Alaska to An Army of Two

Do you work at an e-mail-free Friday company? There's an article in today's USA Today that points out the growing trend. The idea being to encourage more phone calls or face-to-face meetings. I'm just as tethered to my inbox as the next person, but it seems to me productivity would drop dramatically. I could certainly see a decrease in stress, which would be welcome, but in the news business e-mail is necessary, and dropping it from the day's communication tools would be detrimental to business. In an office environment with more internal networking, perhaps it might work better. But wouldn't all those requisite social niceties really slow things down? Your thoughts?
(CBS/Daniel Sieberg)
Much of my time this week was spent finalizing a story airing this weekend on CBS Sunday Morning. I tagged along with a National Geographic photographer named Bobby Haas, who also happens to be a financial mogul. You see, photography is actually his second successful career (third, if you count his time as a lawyer). Haas was one of the pioneers of leveraged buyouts in the 1980s, at one time owning more than 10 percent of the nation's soft drink market. But he's now straddling simultaneous career tracks, and he's already published two books of aerial photography taken over Latin America and Africa. His next project takes him over the countries and regions that intersect the Arctic, and we spent some time with him over the interior of Alaska. His relentless pursuit of self-satisfaction is an inspiring tale that I hope you'll watch.
(CBS/Daniel Sieberg)
Plus the photos are a gorgeous and thought-provoking view of the planet, which Haas hopes encourage people to embrace the fragile environments around them.

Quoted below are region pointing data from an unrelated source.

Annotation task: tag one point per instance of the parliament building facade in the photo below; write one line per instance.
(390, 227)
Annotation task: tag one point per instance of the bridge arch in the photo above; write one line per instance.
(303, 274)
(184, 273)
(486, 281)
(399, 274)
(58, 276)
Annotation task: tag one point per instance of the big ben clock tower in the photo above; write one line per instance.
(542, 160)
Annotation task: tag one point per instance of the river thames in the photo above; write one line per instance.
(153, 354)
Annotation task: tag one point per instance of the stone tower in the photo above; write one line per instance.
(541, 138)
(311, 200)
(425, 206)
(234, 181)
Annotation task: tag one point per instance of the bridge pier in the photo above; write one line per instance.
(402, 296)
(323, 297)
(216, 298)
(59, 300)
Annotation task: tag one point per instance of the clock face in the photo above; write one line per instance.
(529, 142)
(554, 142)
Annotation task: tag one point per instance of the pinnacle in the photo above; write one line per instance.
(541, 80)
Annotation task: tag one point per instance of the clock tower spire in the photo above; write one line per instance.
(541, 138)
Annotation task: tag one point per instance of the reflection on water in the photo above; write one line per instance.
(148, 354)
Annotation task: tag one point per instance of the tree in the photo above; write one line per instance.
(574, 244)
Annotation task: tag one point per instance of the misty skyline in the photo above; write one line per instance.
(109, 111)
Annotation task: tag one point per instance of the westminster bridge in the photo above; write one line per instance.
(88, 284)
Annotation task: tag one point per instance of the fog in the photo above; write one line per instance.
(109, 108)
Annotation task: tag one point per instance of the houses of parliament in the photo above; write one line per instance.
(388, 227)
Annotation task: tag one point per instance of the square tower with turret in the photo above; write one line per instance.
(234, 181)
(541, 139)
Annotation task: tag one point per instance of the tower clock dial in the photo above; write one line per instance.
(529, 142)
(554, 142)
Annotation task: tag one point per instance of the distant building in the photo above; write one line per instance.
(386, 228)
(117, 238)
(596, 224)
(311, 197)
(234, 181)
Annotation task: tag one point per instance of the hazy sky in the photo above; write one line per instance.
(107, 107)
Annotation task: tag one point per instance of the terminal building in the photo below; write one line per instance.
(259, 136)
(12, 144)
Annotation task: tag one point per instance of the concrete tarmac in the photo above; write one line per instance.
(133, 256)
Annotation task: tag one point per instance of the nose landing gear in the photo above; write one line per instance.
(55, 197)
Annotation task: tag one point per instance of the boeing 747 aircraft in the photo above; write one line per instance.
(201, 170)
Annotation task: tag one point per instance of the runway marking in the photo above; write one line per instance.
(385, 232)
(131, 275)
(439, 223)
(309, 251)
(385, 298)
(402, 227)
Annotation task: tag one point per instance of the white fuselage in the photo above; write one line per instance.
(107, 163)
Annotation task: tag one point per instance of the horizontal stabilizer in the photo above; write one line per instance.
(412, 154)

I've had a busy week outside the office, too, speaking of photos –- I was the judge of the Nikon Small World competition that highlights photo-microscopy. That means taking brilliant and illuminating pictures of creatures, cells, fibers, or other tiny objects, often too small for the naked eye. The resulting work is both artistic and scientific, providing a different perspective on important areas of research. The winners were announced last night at the Explorer's Club in New York, and you can see the images here. (By the way, while we were judging back in May, we never knew what type of microscope or camera the hundreds of contestants were using. Nikon hosts the competition but any type of equipment is allowed.)

(CBS/Robert Shaer)
And there was a little time for fun –- and I mean video games! Electronic Arts hosted a press preview of its upcoming holiday titles. Plenty of upgrades to the armchair sports line-up like "NBA Live 08," which features some dizzying realism like the coach pacing up and down the court next to the bench.

In the shooter realm I got a chance to play "Army of Two," which requires players to act in tandem as military contractors (a hot topic these days with Blackwater in the news). The basic premise is you cannot leave your partner behind. That means finding creative ways to tackle baddies that seriously outnumber you, and doing things like lifting each other over high terrain or providing medical attention. The tag-team format takes some getting used to since you can't just run in guns blazing. But perhaps the most addictive and easy-to-play title on-hand was EA "Playground" for the Wii.

(CBS/Robert Shaer)
Note the cameo appearance of CBS GameCore's Chad Chamberlain tapping into his childhood playground experience.

"Playground" includes a series of mini-games ranging from dodge ball to flying a paper airplane. Plus, there was the EA Wii trivia game, which was quite cool, but since I lost badly we'll skip that one until I get a re-match.